Nola - You turn right at Al Manara if on Al Wasl coming from Marina end. Then first right and third left, just before the mosque.

-


----------



## Guest (May 20, 2010)

Elphaba said:


> It's the Naswa organic farm shop. It's OK, but not fab IMO
> 
> Nola - You turn right at Al Manara if on Al Wasl coming from Marina end. Then first right and third left, just before the mosque.
> 
> -


Do you know of anywhere else that has organics? The only other place I know of is the Organic Store in Dubai Mall.


----------



## Fatenhappy (Jun 23, 2009)

Lets see if I can upload this map in PDF format... ... hope it works otherwise mushkilla !!

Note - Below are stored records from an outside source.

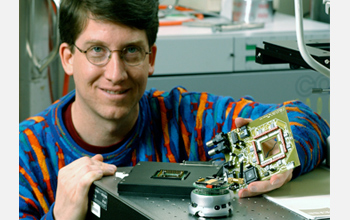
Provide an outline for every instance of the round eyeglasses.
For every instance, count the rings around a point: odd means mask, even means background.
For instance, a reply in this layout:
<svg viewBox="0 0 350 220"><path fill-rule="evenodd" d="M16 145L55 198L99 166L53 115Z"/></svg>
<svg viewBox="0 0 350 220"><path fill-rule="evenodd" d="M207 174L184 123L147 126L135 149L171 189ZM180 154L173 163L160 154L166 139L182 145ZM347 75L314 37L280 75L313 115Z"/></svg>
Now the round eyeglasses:
<svg viewBox="0 0 350 220"><path fill-rule="evenodd" d="M129 66L140 65L145 60L146 55L151 54L151 52L146 52L142 47L136 45L127 46L122 50L110 50L105 46L91 46L85 51L75 44L74 46L81 53L85 53L86 59L96 66L106 65L111 59L113 52L119 52L120 58Z"/></svg>

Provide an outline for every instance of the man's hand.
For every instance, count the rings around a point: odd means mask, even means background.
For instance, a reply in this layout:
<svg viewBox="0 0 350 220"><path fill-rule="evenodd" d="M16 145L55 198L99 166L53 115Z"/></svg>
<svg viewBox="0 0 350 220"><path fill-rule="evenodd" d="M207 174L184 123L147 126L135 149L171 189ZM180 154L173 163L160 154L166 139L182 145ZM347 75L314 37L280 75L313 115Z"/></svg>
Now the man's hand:
<svg viewBox="0 0 350 220"><path fill-rule="evenodd" d="M100 154L92 158L82 157L60 169L53 210L55 220L85 219L92 182L113 175L116 170L115 165L103 163Z"/></svg>
<svg viewBox="0 0 350 220"><path fill-rule="evenodd" d="M284 173L276 174L270 180L255 181L248 185L247 188L241 189L238 192L239 197L257 196L274 189L277 189L292 179L293 170L287 170Z"/></svg>
<svg viewBox="0 0 350 220"><path fill-rule="evenodd" d="M251 121L252 121L251 119L236 118L235 120L236 127L237 128L242 127L243 125L246 125ZM268 151L268 150L266 151L272 154L275 154L273 153L274 151L273 141L271 141L271 143L266 143L265 147L268 147L268 146L271 147L271 151ZM270 180L252 182L248 185L247 188L241 189L238 192L238 196L241 198L252 197L252 196L257 196L257 195L272 191L289 182L292 179L292 175L293 175L293 170L287 170L284 173L271 176Z"/></svg>

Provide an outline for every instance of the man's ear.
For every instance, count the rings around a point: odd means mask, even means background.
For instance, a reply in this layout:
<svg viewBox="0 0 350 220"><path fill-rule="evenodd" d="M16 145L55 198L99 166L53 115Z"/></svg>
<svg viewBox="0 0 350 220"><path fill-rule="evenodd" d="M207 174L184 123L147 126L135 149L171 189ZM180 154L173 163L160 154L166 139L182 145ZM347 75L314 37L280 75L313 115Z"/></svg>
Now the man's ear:
<svg viewBox="0 0 350 220"><path fill-rule="evenodd" d="M149 54L149 68L148 68L148 76L152 76L154 73L154 66L156 63L156 55L157 55L157 46L153 44L151 47L151 54Z"/></svg>
<svg viewBox="0 0 350 220"><path fill-rule="evenodd" d="M73 75L74 54L70 50L70 46L67 43L62 43L59 49L59 54L64 72L69 76Z"/></svg>

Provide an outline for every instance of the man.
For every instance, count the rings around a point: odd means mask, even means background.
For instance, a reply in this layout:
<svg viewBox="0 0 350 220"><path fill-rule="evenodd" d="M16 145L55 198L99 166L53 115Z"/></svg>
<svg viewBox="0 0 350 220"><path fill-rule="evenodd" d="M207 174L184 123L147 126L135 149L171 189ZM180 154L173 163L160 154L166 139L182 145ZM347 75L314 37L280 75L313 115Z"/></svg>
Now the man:
<svg viewBox="0 0 350 220"><path fill-rule="evenodd" d="M62 1L59 54L76 89L19 125L20 218L84 219L90 185L116 166L209 160L205 143L216 133L281 106L181 87L145 92L157 14L156 0ZM300 102L283 105L302 165L251 183L241 197L276 189L324 158L327 123Z"/></svg>

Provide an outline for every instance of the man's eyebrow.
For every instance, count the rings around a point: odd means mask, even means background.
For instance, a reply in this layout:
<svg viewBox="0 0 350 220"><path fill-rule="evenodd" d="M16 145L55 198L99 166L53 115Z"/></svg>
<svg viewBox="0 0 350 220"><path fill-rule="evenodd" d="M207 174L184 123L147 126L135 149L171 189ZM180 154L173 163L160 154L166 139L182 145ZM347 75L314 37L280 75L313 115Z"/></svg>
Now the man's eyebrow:
<svg viewBox="0 0 350 220"><path fill-rule="evenodd" d="M147 44L143 41L143 40L135 40L135 41L129 41L129 42L125 42L122 44L123 47L127 47L130 45L137 45L137 46L142 46L142 47L146 47Z"/></svg>
<svg viewBox="0 0 350 220"><path fill-rule="evenodd" d="M83 43L83 46L87 47L87 46L93 46L93 45L103 45L103 46L108 46L108 44L104 41L101 40L88 40L86 42ZM147 46L147 43L145 43L143 40L134 40L134 41L127 41L121 44L121 47L127 47L130 45L138 45L138 46ZM114 49L114 48L110 48L110 49ZM145 48L146 49L146 48Z"/></svg>
<svg viewBox="0 0 350 220"><path fill-rule="evenodd" d="M89 40L84 42L83 44L83 46L91 46L91 45L105 45L105 43L100 40Z"/></svg>

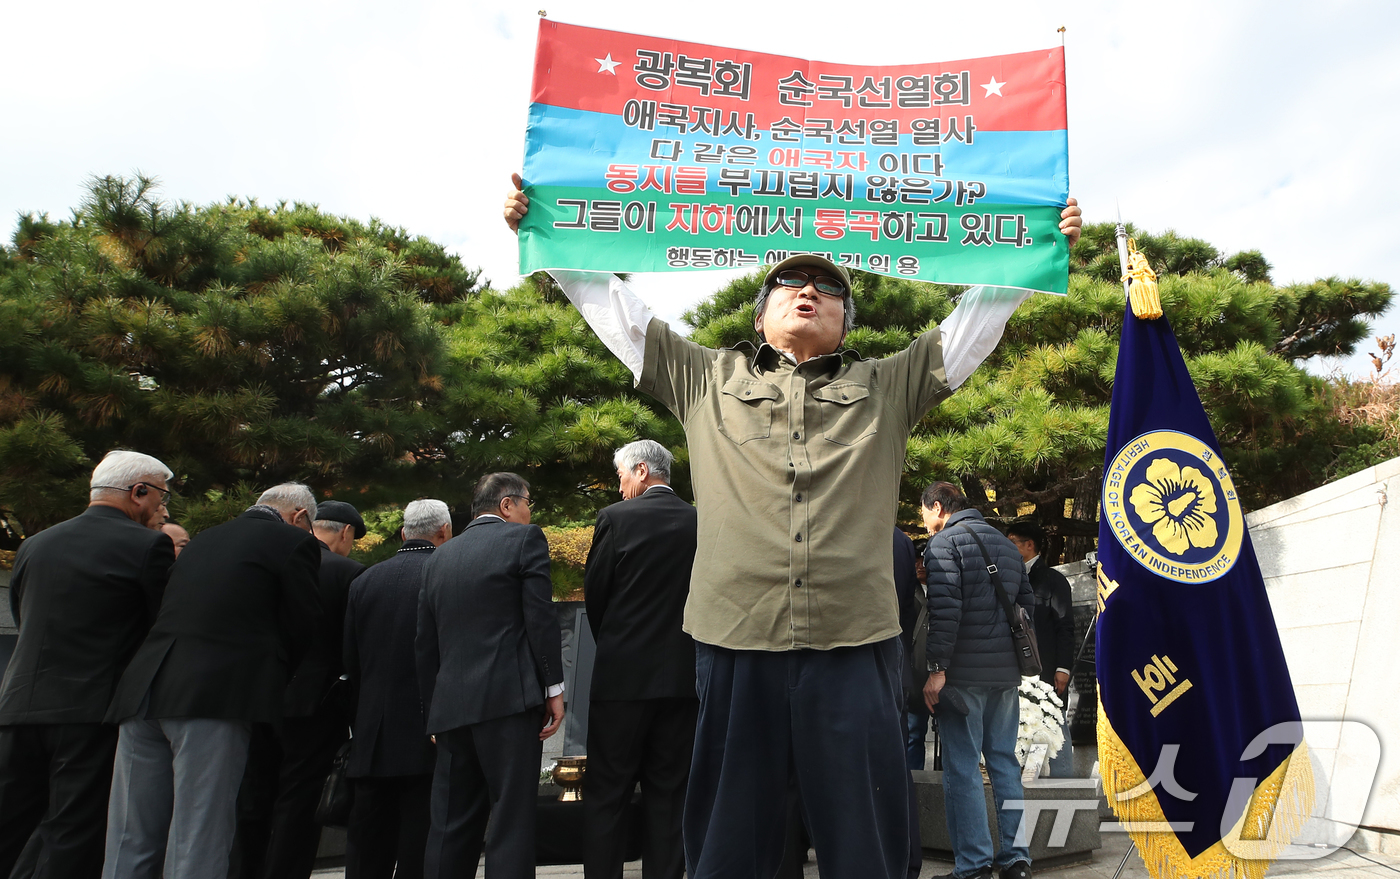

Hmm apparently not .... Nola if you send me a PM with your email address I'll flick this to you asap ...

Cheers


----------



## dizzyizzy (Mar 30, 2008)

Has anyone been to the organic store in The Greens? any good?


----------



## Elphaba (Jan 24, 2008)

dizzyizzy said:


> Has anyone been to the organic store in The Greens? any good?


It's the original shop of the big one in Dubai Mall. Decent stock, but some items are pricey.

-


----------



## Elphaba (Jan 24, 2008)

nola said:


> Do you know of anywhere else that has organics? The only other place I know of is the Organic Store in Dubai Mall.


Many of the supermarkets have some organic fruit and veg. I even saw a pretty big range in the Union Co-Op nr Safa Park last weekend.

-


----------



## Guest (May 20, 2010)

dizzyizzy said:


> Has anyone been to the organic store in The Greens? any good?


I think it's the same chain as the one in the Dubai Mall, i.e., Organic Foods & Cafe. Sometimes it's OK, but it seems like most of the produce isn't local. They do have pretty good organic meat, though - grass fed beef from NZ, and free range chicken. Also great unsprouted grain bread & whole grain rye bread, as well as organic nuts, and processed organic food, although it's still processed food


----------



## Guest (May 20, 2010)

Elphaba said:


> Many of the supermarkets have some organic fruit and veg. I even saw a pretty big range in the Union Co-Op nr Safa Park last weekend.
> 
> -


Is it locally grown produce, or is it shipped in, do you know? I just wondered if there were other local organic markets around


----------



## Guest (May 20, 2010)

Elphaba said:


> It's the original shop of the big one in Dubai Mall. Decent stock, but some items are pricey.
> 
> -


Yes, and also they sometimes don't seem to get stock in for a while, so sometimes the produce will be sitting on the shelf looking a bit tired so if you really want something they normally carry, you may have to wait for the next shipment.


----------